Nor never will she be an editor if she merely copies what she sees another doing – or what she thinks she is doing. Editing is more than a series of mechanical operations. It depends on a natural instinct or taste – as much as blonde hair depends on its peculiar pigment. It requires peculiar gifts or faculties and special training and experience. The girl may have the natural equipment and she may be capable of giving herself the training. To decide – and it is she who must decide – she must study editing as it is done today, form an intelligent picture or mould of it – study herself and try to fit herself into the mould she has constructed. Unless she can see herself doing this or that that the profession requires, she should let it alone. Unless she can see herself doing new things within the mould – things peculiar to herself – she should let it alone. And this applies to all trades and professions which are intelligently and consciously selected.

It applies to Life. Here is a life which attracts us for its energy, beauty, and usefulness. We visualize it, analyze it. We would like to imitate it but we have neither the opportunities or the qualities of the person we admire. What is it after all we want! It is the results, we are after – the respect, the love, the service. We cannot get them by coping any individual. We may get them by using our own qualities and working out our own combination with what we have in our hand. That is making a life of our own and it is the only way to make one of our own.
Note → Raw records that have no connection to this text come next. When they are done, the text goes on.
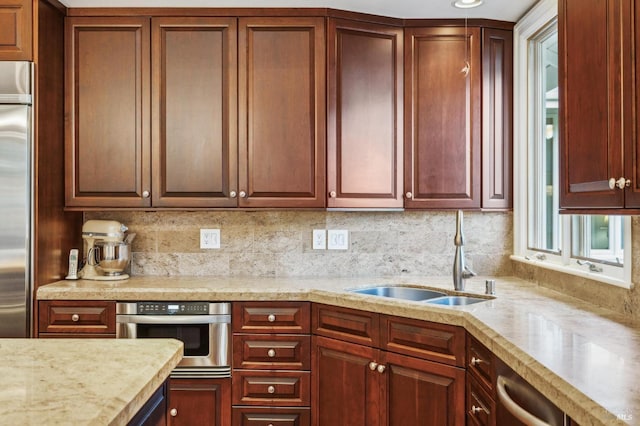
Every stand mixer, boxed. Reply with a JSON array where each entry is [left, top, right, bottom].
[[79, 220, 135, 281]]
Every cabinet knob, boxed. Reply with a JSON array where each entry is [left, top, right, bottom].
[[471, 357, 482, 365]]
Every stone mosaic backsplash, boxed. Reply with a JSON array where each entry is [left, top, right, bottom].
[[85, 211, 513, 277]]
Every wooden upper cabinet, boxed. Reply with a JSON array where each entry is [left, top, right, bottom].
[[65, 17, 151, 207], [482, 28, 513, 209], [0, 0, 31, 61], [404, 27, 481, 209], [238, 18, 326, 207], [151, 18, 238, 207], [327, 19, 404, 208], [558, 0, 640, 209]]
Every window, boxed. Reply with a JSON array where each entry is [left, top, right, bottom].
[[514, 0, 631, 287]]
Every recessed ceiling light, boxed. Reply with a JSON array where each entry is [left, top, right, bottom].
[[452, 0, 483, 9]]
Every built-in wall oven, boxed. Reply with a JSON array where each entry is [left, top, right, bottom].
[[116, 302, 231, 378]]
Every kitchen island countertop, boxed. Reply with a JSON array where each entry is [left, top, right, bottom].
[[37, 276, 640, 426], [0, 339, 183, 426]]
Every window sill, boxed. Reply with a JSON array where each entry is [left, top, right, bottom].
[[510, 255, 633, 289]]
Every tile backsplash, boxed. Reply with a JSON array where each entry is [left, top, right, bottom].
[[85, 211, 513, 277]]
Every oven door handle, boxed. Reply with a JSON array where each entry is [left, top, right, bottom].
[[116, 315, 231, 325]]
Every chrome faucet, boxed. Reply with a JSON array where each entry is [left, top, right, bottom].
[[453, 210, 476, 291]]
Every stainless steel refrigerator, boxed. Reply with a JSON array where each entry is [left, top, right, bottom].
[[0, 62, 33, 337]]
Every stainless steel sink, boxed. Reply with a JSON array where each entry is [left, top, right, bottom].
[[350, 286, 447, 301], [425, 296, 490, 306]]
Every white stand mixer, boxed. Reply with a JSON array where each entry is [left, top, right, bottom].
[[78, 220, 135, 281]]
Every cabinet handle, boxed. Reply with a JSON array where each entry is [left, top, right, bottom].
[[471, 357, 482, 366], [609, 177, 631, 189]]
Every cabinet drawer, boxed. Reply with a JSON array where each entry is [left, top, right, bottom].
[[232, 407, 311, 426], [312, 304, 380, 348], [38, 300, 116, 336], [232, 370, 311, 407], [466, 372, 496, 426], [467, 335, 496, 395], [381, 315, 465, 367], [232, 302, 311, 334], [233, 334, 311, 370]]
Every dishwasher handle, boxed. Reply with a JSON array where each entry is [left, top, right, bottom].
[[497, 376, 550, 426]]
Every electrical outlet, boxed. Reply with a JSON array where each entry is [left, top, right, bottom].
[[327, 229, 349, 250], [200, 229, 220, 249], [313, 229, 327, 250]]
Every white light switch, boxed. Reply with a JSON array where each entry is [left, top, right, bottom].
[[200, 229, 220, 249], [327, 229, 349, 250], [313, 229, 327, 250]]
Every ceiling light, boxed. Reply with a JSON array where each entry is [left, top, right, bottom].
[[452, 0, 483, 9]]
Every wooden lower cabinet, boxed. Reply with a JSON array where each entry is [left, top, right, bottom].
[[167, 379, 231, 426], [312, 336, 465, 426]]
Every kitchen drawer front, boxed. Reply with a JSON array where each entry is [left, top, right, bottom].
[[232, 370, 311, 407], [312, 303, 380, 348], [466, 372, 496, 426], [38, 300, 116, 336], [232, 302, 311, 334], [232, 407, 311, 426], [380, 315, 466, 367], [233, 334, 311, 370], [467, 334, 496, 395]]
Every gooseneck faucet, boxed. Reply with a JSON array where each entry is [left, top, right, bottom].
[[453, 210, 476, 291]]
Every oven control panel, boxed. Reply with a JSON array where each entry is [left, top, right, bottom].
[[137, 302, 209, 315]]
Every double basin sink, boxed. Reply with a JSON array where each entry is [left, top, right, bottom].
[[350, 285, 490, 306]]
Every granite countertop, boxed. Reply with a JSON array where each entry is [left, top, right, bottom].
[[0, 339, 182, 426], [37, 276, 640, 425]]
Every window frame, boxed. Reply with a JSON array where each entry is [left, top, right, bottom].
[[511, 0, 632, 288]]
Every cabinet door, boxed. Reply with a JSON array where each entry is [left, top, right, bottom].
[[327, 20, 403, 208], [311, 336, 382, 426], [238, 18, 326, 207], [404, 27, 481, 208], [558, 0, 635, 208], [152, 18, 238, 207], [65, 17, 151, 207], [381, 352, 465, 426], [482, 28, 513, 209], [0, 0, 31, 61], [167, 379, 231, 426]]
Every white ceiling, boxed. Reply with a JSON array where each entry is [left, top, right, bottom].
[[62, 0, 537, 22]]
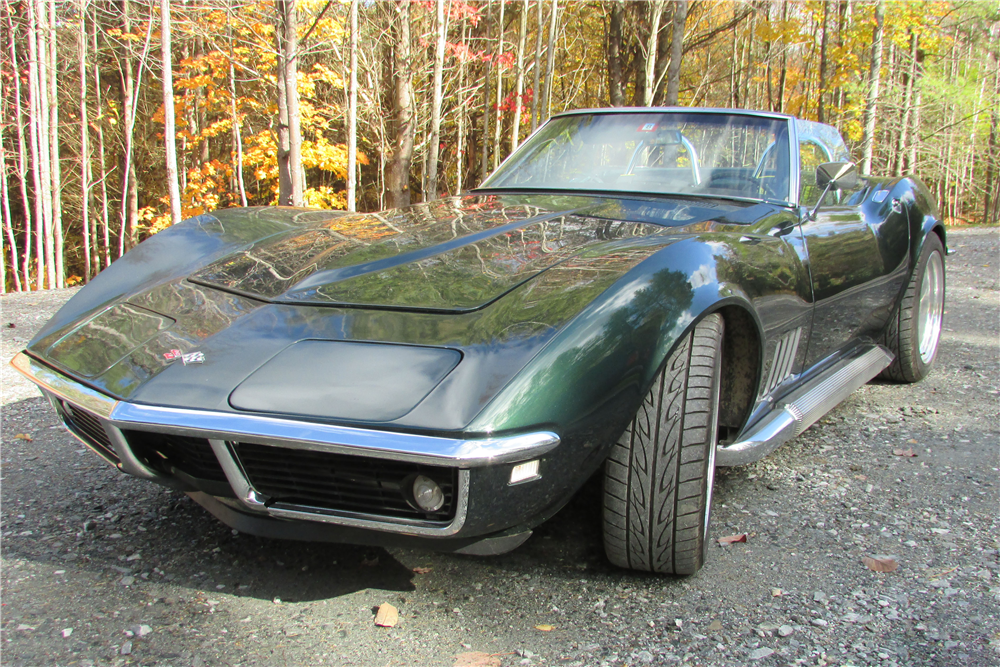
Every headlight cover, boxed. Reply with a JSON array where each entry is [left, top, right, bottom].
[[229, 340, 462, 422]]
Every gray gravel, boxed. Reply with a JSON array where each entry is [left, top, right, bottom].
[[0, 228, 1000, 667]]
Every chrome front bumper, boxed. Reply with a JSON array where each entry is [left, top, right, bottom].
[[11, 352, 559, 537]]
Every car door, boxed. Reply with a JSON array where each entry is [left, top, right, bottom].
[[799, 141, 909, 367]]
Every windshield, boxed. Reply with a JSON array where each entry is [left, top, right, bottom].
[[482, 112, 790, 203]]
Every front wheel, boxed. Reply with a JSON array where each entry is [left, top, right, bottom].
[[604, 314, 723, 574], [882, 233, 944, 382]]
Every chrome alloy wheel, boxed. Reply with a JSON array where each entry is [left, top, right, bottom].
[[917, 252, 944, 364]]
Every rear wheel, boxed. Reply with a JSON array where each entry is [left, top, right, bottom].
[[881, 233, 944, 382], [604, 314, 723, 574]]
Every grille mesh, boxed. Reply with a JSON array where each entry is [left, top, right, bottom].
[[60, 401, 118, 463], [125, 431, 226, 482], [234, 443, 458, 521]]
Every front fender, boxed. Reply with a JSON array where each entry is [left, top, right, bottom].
[[468, 237, 752, 440], [32, 206, 346, 344]]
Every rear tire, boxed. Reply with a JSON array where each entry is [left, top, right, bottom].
[[880, 232, 945, 382], [604, 314, 723, 574]]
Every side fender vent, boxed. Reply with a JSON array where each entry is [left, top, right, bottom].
[[764, 327, 802, 394]]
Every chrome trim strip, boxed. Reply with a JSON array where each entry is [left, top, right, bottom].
[[111, 402, 559, 468], [267, 470, 470, 537], [715, 345, 894, 466], [209, 440, 469, 537], [11, 352, 559, 470], [10, 352, 118, 419], [101, 422, 167, 481]]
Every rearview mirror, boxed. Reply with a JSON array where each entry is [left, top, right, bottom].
[[809, 162, 858, 220], [649, 129, 682, 146], [816, 162, 858, 190]]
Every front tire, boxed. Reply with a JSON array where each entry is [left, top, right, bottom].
[[882, 232, 945, 382], [604, 314, 723, 574]]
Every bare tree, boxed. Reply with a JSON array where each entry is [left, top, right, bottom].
[[386, 0, 415, 208], [531, 0, 545, 132], [48, 0, 66, 287], [0, 24, 21, 294], [604, 0, 625, 107], [4, 0, 32, 290], [861, 0, 885, 174], [347, 0, 358, 211], [28, 2, 55, 289], [642, 0, 664, 107], [493, 0, 505, 169], [541, 0, 559, 118], [666, 0, 688, 107], [77, 0, 93, 282], [510, 0, 528, 153], [424, 0, 445, 201], [275, 0, 305, 206], [160, 0, 181, 225]]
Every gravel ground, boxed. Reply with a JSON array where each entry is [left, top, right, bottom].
[[0, 228, 1000, 667]]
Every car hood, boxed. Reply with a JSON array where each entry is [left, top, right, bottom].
[[190, 196, 756, 312], [21, 194, 773, 431]]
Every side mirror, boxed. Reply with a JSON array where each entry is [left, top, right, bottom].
[[816, 162, 858, 190], [809, 162, 858, 220]]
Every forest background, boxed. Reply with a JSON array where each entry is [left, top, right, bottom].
[[0, 0, 1000, 291]]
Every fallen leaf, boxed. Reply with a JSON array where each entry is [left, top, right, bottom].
[[375, 602, 399, 628], [927, 565, 958, 579], [861, 556, 899, 572], [454, 651, 500, 667]]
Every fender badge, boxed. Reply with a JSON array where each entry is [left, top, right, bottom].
[[163, 350, 205, 366]]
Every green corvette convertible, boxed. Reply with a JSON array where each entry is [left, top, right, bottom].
[[12, 108, 946, 574]]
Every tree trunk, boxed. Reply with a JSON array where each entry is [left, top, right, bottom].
[[118, 0, 135, 257], [90, 16, 111, 273], [604, 0, 625, 107], [160, 0, 181, 225], [0, 33, 21, 294], [227, 18, 247, 207], [531, 0, 545, 132], [642, 0, 663, 107], [455, 21, 468, 195], [77, 0, 93, 282], [861, 0, 885, 174], [816, 2, 830, 123], [27, 2, 53, 289], [510, 0, 528, 153], [493, 0, 505, 169], [666, 0, 688, 107], [541, 0, 559, 118], [6, 4, 32, 290], [386, 0, 414, 208], [479, 0, 490, 183], [279, 0, 306, 206], [347, 0, 360, 211], [48, 0, 66, 288], [896, 30, 918, 176], [424, 0, 445, 201]]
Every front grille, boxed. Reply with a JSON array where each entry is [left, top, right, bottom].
[[233, 443, 458, 521], [124, 431, 226, 482], [59, 401, 118, 464]]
There is no help the girl who will be beginning self-direction this June will need as much as that of her own imagination. Summon it to work. Train it – force it to reproduce for you what is in your mind, not somebody else’s mind. Call upon it for fresh combinations of your qualities – your ideas – your possibilities. Demand honesty from it. Do not let it deceive you. Test all it offers by your good sense – your knowledge of yourself and of your situation. Do this and depend upon it – you will find both the work and the life which belong to you.